Different strategies define "best" differently: - Pareto: Highest quality among Pareto-optimal solutions - Constrained: Highest quality among constraint-satisfying trials - Scalarized: Lowest combined objective score
Parameters:
| Name | Type | Description | Default |
|---|---|---|---|
study | Study | Completed Optuna study | required |
Returns:
| Type | Description |
|---|---|
Optional[FrozenTrial] | Best trial according to this strategy, or None if no trials completed |
DatasetExecutor¶
Executes trials on datasets with parallel processing support.
octuner.optimization.executor.DatasetExecutor(component, entrypoint, dataset, metric, max_workers=1) ¶
DatasetExecutor is a core component of the optimization system that handles the execution of evaluation trials during parameter optimization. It manages the evaluation of components over datasets, collects performance metrics, and provides both sequential and parallel execution capabilities.
How it works:
-
Parameter Application: Applies trial parameters to the component using the parameter setter utilities, ensuring consistent parameter configuration across trials.
-
Dataset Evaluation: Executes the entrypoint function over each dataset item, collecting outputs and computing quality scores using the provided metric function.
-
Metrics Collection: Automatically collects comprehensive metrics including quality scores, execution costs, and latency measurements for each trial.
-
Parallel Execution: Supports concurrent evaluation of dataset items using ThreadPoolExecutor for faster trial execution when max_workers > 1.
-
Statistical Aggregation: Provides robust statistical aggregation across replicates and dataset items using median-based aggregation for stability.
Key Features:
- Parallel Execution: Multi-threaded evaluation for faster optimization
- Comprehensive Metrics: Quality, cost, and latency tracking
- Statistical Robustness: Median-based aggregation to handle outliers
- Error Handling: Graceful handling of individual item failures
- Replicate Support: Multiple trial runs for statistical significance
- Cost Tracking: Automatic cost collection from tunable components
Constructor
Parameters:
| Name | Type | Description | Default |
|---|---|---|---|
component | Any | The component to evaluate. Must be tunable and support parameter setting via the parameter setter utilities. | required |
entrypoint | EntrypointFunction | Function that evaluates the component with input data. Called as | required |
dataset | Dataset | List of input/target pairs for evaluation.

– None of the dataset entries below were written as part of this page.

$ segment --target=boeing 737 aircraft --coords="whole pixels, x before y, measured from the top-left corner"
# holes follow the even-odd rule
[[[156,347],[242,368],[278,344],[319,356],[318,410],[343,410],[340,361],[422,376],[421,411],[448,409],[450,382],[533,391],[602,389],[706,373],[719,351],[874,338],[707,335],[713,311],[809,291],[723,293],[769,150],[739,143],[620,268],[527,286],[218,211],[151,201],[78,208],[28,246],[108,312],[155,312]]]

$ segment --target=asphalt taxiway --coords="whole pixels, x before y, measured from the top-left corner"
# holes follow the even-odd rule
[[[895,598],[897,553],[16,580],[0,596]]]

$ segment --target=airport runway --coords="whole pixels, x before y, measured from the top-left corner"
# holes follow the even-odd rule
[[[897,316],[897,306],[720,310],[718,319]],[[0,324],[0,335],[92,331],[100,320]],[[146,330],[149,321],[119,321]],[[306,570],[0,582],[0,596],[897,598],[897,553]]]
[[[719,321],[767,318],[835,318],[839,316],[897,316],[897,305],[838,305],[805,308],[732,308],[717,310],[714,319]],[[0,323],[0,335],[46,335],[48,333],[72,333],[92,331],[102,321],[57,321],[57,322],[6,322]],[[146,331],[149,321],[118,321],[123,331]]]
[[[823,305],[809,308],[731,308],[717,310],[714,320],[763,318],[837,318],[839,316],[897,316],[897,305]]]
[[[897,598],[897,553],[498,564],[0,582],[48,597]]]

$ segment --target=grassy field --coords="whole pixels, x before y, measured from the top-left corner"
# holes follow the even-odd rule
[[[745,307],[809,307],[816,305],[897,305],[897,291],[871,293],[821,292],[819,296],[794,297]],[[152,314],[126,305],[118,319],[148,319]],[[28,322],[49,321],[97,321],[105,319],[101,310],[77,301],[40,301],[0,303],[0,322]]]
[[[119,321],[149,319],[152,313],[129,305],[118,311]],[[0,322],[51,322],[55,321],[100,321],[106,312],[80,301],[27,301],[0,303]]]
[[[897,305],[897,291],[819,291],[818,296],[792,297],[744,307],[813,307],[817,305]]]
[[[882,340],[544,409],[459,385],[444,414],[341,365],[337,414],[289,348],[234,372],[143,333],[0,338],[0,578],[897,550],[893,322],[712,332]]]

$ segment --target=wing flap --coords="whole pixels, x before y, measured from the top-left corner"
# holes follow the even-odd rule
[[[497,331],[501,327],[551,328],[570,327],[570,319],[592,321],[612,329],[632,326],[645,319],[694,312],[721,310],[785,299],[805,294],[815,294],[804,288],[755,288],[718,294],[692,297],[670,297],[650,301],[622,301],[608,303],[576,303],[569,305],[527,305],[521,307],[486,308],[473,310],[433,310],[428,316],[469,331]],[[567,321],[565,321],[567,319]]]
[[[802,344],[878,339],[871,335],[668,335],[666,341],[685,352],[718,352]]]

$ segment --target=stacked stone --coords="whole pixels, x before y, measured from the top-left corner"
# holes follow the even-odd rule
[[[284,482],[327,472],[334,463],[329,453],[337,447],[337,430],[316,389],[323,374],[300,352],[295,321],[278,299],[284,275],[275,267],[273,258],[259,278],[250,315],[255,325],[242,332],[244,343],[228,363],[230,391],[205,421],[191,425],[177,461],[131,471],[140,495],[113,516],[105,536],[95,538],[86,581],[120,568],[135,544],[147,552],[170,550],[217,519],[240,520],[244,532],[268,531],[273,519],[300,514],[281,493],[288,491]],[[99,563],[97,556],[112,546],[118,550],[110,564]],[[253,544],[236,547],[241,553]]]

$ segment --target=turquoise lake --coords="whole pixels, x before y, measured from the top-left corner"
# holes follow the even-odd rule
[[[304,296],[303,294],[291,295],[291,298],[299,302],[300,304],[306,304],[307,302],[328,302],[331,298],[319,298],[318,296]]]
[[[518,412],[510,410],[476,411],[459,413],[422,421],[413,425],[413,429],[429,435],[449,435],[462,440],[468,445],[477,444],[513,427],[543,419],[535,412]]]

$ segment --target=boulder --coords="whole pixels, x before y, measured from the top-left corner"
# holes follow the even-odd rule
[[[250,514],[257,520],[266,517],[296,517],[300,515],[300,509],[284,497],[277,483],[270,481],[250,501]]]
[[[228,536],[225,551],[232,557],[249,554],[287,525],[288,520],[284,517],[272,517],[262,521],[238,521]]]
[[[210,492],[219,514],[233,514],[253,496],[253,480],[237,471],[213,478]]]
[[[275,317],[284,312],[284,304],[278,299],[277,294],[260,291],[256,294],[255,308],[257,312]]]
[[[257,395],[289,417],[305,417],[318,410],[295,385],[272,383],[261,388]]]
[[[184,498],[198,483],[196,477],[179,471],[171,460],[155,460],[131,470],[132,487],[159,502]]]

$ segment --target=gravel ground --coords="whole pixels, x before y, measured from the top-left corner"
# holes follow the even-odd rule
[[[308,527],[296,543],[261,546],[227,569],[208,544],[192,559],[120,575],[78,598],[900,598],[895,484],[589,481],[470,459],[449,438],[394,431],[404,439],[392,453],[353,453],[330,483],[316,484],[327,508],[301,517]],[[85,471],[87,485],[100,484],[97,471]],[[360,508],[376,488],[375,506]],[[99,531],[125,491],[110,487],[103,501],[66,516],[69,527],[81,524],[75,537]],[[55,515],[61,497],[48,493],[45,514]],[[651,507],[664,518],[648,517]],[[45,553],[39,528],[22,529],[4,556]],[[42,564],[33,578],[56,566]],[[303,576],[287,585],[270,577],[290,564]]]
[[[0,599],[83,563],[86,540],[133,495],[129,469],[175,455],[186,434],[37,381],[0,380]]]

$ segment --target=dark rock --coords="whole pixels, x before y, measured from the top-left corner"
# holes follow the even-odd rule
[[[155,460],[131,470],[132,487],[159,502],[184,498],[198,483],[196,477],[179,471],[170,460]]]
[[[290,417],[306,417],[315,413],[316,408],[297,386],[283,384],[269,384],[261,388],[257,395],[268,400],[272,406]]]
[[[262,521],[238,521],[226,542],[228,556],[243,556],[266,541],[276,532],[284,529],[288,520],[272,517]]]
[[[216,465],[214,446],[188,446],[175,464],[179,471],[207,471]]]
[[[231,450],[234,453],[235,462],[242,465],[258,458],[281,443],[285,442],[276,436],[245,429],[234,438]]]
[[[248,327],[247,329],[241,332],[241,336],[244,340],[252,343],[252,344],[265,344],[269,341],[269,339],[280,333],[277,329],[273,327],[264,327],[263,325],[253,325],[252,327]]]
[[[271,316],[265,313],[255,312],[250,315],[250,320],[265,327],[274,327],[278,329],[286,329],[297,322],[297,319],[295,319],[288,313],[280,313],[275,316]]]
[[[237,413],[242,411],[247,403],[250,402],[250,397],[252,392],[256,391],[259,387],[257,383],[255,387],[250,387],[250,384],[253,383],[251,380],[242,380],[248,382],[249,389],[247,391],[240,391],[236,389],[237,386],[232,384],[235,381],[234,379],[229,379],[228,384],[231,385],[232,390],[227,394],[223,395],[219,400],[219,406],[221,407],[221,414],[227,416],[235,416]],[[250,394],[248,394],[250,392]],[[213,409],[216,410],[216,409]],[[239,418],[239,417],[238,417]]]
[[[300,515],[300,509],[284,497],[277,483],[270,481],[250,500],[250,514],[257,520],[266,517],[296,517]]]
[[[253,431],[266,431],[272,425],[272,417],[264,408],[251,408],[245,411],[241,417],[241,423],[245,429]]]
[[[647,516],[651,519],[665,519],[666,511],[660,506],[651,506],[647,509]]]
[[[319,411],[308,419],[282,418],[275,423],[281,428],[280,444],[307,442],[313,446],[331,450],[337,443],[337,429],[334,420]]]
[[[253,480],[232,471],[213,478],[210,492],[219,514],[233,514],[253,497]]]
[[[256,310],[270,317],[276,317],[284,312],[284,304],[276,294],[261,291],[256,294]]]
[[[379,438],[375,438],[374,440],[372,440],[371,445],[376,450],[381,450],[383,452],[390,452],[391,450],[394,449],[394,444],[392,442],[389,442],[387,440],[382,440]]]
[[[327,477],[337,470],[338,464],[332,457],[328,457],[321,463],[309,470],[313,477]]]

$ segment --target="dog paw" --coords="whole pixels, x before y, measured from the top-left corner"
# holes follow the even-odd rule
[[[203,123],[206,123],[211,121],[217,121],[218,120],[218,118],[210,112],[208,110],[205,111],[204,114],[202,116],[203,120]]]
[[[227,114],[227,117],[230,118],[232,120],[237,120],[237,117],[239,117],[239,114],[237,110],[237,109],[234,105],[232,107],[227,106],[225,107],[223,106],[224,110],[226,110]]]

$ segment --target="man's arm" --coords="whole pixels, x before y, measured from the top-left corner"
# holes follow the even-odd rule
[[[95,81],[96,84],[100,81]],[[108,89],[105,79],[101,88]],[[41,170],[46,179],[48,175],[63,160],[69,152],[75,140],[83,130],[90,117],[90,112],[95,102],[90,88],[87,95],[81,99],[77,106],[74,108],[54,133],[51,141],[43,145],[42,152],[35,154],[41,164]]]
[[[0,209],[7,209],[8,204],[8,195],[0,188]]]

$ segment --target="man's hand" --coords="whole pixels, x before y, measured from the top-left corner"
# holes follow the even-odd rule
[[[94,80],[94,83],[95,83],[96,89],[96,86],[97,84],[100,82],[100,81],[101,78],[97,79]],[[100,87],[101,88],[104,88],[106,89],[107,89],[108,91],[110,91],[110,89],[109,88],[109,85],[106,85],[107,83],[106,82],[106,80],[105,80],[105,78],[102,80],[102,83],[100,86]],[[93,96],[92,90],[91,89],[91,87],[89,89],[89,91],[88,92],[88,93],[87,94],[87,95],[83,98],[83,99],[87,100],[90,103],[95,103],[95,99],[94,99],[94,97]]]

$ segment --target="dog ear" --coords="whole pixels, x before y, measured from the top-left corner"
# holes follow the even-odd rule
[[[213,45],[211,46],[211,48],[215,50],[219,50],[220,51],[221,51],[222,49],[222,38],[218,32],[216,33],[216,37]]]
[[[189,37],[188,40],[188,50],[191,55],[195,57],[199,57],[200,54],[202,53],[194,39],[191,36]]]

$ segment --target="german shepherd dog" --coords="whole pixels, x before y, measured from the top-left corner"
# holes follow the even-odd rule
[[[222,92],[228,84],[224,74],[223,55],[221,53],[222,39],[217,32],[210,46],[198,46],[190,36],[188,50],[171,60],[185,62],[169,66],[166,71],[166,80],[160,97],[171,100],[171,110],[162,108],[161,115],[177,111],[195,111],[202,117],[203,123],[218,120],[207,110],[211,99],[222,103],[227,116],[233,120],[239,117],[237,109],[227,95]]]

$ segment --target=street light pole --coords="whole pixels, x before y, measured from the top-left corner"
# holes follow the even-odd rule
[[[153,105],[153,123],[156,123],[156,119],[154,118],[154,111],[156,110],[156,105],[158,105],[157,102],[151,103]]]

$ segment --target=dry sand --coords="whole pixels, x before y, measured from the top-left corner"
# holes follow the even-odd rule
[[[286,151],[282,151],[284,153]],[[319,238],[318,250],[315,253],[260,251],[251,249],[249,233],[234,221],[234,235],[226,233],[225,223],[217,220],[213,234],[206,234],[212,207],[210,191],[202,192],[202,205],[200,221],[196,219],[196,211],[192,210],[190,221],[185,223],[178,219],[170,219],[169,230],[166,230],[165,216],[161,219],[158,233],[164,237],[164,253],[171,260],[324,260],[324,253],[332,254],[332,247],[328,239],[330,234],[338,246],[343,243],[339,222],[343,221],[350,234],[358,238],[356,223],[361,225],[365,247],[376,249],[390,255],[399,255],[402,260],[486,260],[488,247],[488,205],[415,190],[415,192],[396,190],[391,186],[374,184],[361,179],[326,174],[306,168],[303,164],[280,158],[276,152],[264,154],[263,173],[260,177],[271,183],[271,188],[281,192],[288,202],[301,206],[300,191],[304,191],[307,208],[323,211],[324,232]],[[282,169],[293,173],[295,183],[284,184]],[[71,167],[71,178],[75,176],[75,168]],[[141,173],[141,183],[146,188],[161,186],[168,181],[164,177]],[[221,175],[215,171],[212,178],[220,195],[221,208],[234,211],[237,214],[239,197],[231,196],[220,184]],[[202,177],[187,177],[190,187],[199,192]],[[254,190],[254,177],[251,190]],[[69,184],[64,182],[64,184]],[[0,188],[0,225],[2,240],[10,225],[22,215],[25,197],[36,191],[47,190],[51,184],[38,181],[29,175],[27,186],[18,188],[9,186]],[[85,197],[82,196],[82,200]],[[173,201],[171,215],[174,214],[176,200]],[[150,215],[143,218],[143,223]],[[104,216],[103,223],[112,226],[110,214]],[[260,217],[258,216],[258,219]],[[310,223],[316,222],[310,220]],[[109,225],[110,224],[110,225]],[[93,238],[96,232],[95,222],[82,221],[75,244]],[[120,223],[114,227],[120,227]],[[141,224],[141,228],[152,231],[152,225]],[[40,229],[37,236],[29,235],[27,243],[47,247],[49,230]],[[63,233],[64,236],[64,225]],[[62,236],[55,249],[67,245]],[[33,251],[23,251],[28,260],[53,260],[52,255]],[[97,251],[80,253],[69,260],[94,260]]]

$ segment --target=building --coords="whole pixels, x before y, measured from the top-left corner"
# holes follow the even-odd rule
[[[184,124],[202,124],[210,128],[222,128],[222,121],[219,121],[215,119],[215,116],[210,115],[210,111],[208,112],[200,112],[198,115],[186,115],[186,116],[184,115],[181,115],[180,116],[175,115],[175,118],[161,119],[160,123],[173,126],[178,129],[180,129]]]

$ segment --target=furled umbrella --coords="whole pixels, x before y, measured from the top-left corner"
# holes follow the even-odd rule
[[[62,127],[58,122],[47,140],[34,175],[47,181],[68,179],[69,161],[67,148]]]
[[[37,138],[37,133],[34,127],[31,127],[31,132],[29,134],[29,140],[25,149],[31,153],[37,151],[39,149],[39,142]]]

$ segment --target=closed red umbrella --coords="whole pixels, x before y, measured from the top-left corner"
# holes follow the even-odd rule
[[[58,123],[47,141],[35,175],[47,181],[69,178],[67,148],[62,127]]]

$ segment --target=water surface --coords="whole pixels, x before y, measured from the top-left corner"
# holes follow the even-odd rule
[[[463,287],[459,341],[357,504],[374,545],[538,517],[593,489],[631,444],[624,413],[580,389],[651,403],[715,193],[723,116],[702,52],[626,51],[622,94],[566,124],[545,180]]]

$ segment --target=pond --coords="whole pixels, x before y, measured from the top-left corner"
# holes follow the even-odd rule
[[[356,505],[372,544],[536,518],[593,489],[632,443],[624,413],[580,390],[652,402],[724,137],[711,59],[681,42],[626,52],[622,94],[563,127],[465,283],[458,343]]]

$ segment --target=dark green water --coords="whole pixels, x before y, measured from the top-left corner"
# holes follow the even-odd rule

Each item should be a dictionary with 'input' and 'target' keys containing the input data and expected output respectively. | required |
metric | MetricFunction | Function that computes quality scores from evaluation results. Called as | required |
max_workers | int | Maximum number of concurrent workers for parallel evaluation. Use 1 for sequential execution, >1 for parallel execution. Higher values speed up I/O-bound tasks but may not help with CPU-bound tasks due to Python's GIL. | 1 |
execute_trial(parameters) ¶
Execute a single evaluation trial with the given parameters. t applies the trial parameters to the component, executes the evaluation over all dataset items, and returns aggregated metrics including quality, cost, and latency.
The execution process:
- Parameter Application: Sets the trial parameters on the component
- Call Log Clearing: Clears any previous call logs for clean metrics
- Dataset Evaluation: Runs the entrypoint function over each dataset item
- Metrics Collection: Collects quality scores, costs, and timing data
- Statistical Aggregation: Computes median quality and total cost
Parameters:
| Name | Type | Description | Default |
|---|---|---|---|
parameters | Dict[str, Any] | Dictionary of parameter values to set on the component. Keys should match the parameter paths from the search space. Example: {"llm.temperature": 0.7, "llm.max_tokens": 100} | required |
Returns:
| Type | Description |
|---|---|
MetricResult | MetricResult containing: |
MetricResult |
|
MetricResult |
|
MetricResult |
|
execute_with_replicates(parameters, replicates=1) ¶
Execute a trial multiple times and aggregate results for statistical robustness. It's particularly useful for optimization scenarios where individual trials may have high variance due to non-deterministic components or external factors.
Parameters:
| Name | Type | Description | Default |
|---|---|---|---|
parameters | Dict[str, Any] | Dictionary of parameter values to set on the component. Same format as execute_trial(). | required |
replicates | int | Number of times to run the trial. Higher values provide better statistical significance but take longer. Typical values range from 1-10 depending on variance requirements. | 1 |
Returns:
| Type | Description |
|---|---|
MetricResult | MetricResult containing aggregated metrics across all replicates: |
execute(parameters) ¶
Execute the full dataset and return per-item results, unlike execute_trial() which returns aggregated metrics. It's useful for detailed analysis, debugging, r when you need to examine individual item performance rather than overall trial performance.
Parameters:
| Name | Type | Description | Default |
|---|---|---|---|
parameters | Dict[str, Any] | Dictionary of parameter values to set on the component. Same format as execute_trial(). | required |
Returns:
| Type | Description |
|---|---|
List[MetricResult] | List of MetricResult objects, one for each dataset item. Each result |
List[MetricResult] | contains the quality, cost, and latency for that specific item. |
Discovery¶
ComponentDiscovery¶
Discovers tunable components in a component tree and builds search spaces.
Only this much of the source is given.